COVID-19 cases in Abington quadruple in two weeks
Abington High School is moving to full remote learning for the remainder of the week due to a staff shortage, Abington Superintendent Peter Schafer announced Wednesday evening.
“This evening, additional staff members at Abington High School were identified as needing to quarantine due to a close contact who tested positive for COVID-19. As a result, there is a shortage of needed staff and we are required to pivot to remote instruction at Abington High School only,” Schafer wrote in an email to parents and guardians.
It was not immediately known how many high school staff members are currently in quarantine for having come in close contact with someone who tested positive for COVID-19. Schafer said students should be able to return to the regular hybrid schedule on Monday as the quarantine period for some staff expire.
However, the number of Abington residents in isolation with an active COVID-19 case has quadrupled over the past two weeks as the pandemic’s second wave washes over the region.
The Board of Health posted Wednesday morning that the town’s number stood at 108. But by 3 p.m., they had upgraded the total to 122.
Back on Nov. 23, there were 28 Abington residents in isolation following a positive COVID-19 test.
“It really seems to be community spread from people getting together,” Abington Health Agent Marty Golighty said. “Please stay home, don’t have gatherings with anyone, act as if you are positive and make your decisions based on that, and stay home with any symptoms.”
The state Department of Public Health announced 5,675 new cases Wednesday afternoon, bringing the state’s number of active cases up over 61,000. Back on Nov. 23, there were 1,735 new cases statewide that day, for a total of 40,202 cases.
The percentage of people testing positive over the past week is nearly at 6 percent.

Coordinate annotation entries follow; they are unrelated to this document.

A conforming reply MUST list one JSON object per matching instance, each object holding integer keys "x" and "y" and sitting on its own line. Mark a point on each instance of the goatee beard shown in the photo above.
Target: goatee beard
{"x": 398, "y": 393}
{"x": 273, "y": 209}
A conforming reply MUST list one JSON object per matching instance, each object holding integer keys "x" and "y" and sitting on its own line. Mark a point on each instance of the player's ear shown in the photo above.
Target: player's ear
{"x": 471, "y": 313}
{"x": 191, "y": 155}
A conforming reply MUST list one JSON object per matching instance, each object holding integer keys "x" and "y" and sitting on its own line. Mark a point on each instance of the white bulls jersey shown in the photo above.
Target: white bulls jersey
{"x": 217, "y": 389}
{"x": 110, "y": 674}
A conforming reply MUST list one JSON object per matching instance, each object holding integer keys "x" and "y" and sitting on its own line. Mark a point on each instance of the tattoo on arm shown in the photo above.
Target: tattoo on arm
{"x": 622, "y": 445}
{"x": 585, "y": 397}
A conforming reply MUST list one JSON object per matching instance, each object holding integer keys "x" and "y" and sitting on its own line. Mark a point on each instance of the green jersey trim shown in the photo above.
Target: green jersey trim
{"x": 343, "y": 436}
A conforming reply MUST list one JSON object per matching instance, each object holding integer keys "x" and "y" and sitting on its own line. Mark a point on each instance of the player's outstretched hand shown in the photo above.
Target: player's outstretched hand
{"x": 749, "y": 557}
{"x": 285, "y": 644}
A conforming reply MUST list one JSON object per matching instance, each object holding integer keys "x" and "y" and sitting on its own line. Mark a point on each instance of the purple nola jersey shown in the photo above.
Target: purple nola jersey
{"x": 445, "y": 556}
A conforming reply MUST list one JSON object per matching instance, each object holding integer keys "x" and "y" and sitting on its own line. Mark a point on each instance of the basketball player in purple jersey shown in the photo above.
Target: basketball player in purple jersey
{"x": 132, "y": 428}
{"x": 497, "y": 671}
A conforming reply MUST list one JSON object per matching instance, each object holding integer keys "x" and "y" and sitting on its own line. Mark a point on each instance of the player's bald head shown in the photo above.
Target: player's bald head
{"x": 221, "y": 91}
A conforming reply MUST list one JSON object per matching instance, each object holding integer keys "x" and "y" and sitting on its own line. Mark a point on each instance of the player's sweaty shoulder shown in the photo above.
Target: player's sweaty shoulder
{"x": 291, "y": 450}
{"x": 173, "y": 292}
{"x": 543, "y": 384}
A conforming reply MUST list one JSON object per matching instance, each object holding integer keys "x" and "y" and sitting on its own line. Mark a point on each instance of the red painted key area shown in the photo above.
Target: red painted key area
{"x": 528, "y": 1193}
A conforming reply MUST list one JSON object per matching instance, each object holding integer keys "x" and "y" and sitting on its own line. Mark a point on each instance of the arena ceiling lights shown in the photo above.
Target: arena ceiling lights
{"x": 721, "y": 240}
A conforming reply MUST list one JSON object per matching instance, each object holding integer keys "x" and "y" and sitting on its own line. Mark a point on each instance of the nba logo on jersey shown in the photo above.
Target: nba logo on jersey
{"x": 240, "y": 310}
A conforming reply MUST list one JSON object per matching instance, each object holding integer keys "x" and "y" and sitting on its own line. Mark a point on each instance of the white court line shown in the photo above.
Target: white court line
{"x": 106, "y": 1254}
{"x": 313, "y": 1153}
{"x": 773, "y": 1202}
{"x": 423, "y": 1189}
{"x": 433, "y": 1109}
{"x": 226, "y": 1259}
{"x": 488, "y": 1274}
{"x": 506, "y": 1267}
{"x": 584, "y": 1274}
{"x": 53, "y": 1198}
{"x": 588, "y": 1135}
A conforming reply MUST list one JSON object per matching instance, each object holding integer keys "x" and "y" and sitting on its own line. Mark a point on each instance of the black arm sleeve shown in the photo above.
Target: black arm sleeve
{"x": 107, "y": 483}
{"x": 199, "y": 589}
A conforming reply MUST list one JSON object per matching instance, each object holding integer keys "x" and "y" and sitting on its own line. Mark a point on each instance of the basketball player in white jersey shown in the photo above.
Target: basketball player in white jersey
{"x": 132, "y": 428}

That figure was under 1 percent in September.
Of all those testing positive over the past couple weeks, the vast majority have been under the age of 40.

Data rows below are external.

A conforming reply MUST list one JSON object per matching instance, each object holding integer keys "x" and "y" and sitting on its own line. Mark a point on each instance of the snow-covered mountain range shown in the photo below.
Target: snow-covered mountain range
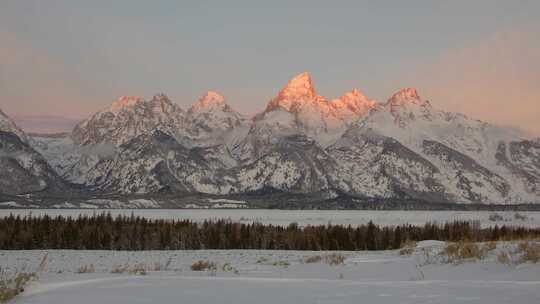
{"x": 301, "y": 143}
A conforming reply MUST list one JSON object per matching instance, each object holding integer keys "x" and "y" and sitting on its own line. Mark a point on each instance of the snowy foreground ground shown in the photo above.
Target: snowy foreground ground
{"x": 307, "y": 217}
{"x": 273, "y": 277}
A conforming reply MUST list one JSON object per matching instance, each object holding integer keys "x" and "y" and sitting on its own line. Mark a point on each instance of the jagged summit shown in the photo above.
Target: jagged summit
{"x": 300, "y": 86}
{"x": 210, "y": 100}
{"x": 124, "y": 102}
{"x": 297, "y": 91}
{"x": 406, "y": 96}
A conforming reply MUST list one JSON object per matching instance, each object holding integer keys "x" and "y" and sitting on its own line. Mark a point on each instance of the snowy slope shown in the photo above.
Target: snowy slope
{"x": 461, "y": 153}
{"x": 127, "y": 118}
{"x": 301, "y": 143}
{"x": 7, "y": 125}
{"x": 254, "y": 276}
{"x": 23, "y": 170}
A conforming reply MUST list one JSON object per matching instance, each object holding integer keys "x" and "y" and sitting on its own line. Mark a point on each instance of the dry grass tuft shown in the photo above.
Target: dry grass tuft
{"x": 313, "y": 259}
{"x": 530, "y": 252}
{"x": 86, "y": 269}
{"x": 408, "y": 248}
{"x": 203, "y": 266}
{"x": 504, "y": 258}
{"x": 458, "y": 252}
{"x": 11, "y": 286}
{"x": 334, "y": 259}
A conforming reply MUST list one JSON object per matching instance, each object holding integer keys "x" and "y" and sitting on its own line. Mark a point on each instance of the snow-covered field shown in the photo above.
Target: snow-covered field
{"x": 272, "y": 277}
{"x": 307, "y": 217}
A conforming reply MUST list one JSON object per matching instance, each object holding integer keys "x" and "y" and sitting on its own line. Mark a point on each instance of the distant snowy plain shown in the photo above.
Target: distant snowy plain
{"x": 306, "y": 217}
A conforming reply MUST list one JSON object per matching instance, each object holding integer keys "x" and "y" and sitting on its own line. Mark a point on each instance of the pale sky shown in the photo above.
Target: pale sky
{"x": 71, "y": 58}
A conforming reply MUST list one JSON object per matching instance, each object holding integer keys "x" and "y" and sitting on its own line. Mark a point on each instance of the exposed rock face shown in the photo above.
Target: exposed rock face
{"x": 7, "y": 125}
{"x": 127, "y": 118}
{"x": 23, "y": 170}
{"x": 301, "y": 143}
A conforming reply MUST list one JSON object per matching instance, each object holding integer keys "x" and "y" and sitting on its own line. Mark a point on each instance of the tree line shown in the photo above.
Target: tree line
{"x": 104, "y": 232}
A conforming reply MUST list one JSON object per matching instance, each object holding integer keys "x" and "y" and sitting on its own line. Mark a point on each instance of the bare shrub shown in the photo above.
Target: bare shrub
{"x": 458, "y": 252}
{"x": 12, "y": 285}
{"x": 86, "y": 269}
{"x": 281, "y": 263}
{"x": 203, "y": 266}
{"x": 520, "y": 217}
{"x": 120, "y": 268}
{"x": 408, "y": 248}
{"x": 262, "y": 260}
{"x": 489, "y": 246}
{"x": 229, "y": 268}
{"x": 313, "y": 259}
{"x": 504, "y": 258}
{"x": 334, "y": 259}
{"x": 139, "y": 269}
{"x": 530, "y": 252}
{"x": 495, "y": 217}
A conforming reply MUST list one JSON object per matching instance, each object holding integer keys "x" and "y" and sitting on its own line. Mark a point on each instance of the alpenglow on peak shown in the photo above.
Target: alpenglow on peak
{"x": 300, "y": 86}
{"x": 209, "y": 100}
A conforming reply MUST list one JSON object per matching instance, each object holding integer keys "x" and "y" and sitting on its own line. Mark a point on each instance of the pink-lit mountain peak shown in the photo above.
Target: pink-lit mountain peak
{"x": 210, "y": 100}
{"x": 300, "y": 87}
{"x": 124, "y": 102}
{"x": 406, "y": 96}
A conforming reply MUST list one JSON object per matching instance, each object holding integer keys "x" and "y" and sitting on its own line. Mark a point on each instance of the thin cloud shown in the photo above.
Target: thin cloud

Public health officials have attributed much of the spike to the recent Thanksgiving holiday. The virus typically has a five-day incubation period, “so we’re in the midst of it now,” said Board of Health Chairman Chris Schultz.
Gov. Charlie Baker on Tuesday announced he was rolling back the state’s reopening status to Step 1 of Phase 3, which further limits the amount of people in most businesses. In addition, it toughens rules inside of restaurants, closes food courts, and limits outdoor gatherings to 50 people.
Gov. Baker on Wednesday outlined how vaccines will be distributed in Massachusetts. The first batch of doses will be given in the coming weeks to doctors, nurses, and other health-care providers, as well as emergency responders. Vaccines will be available to the general public by mid-spring.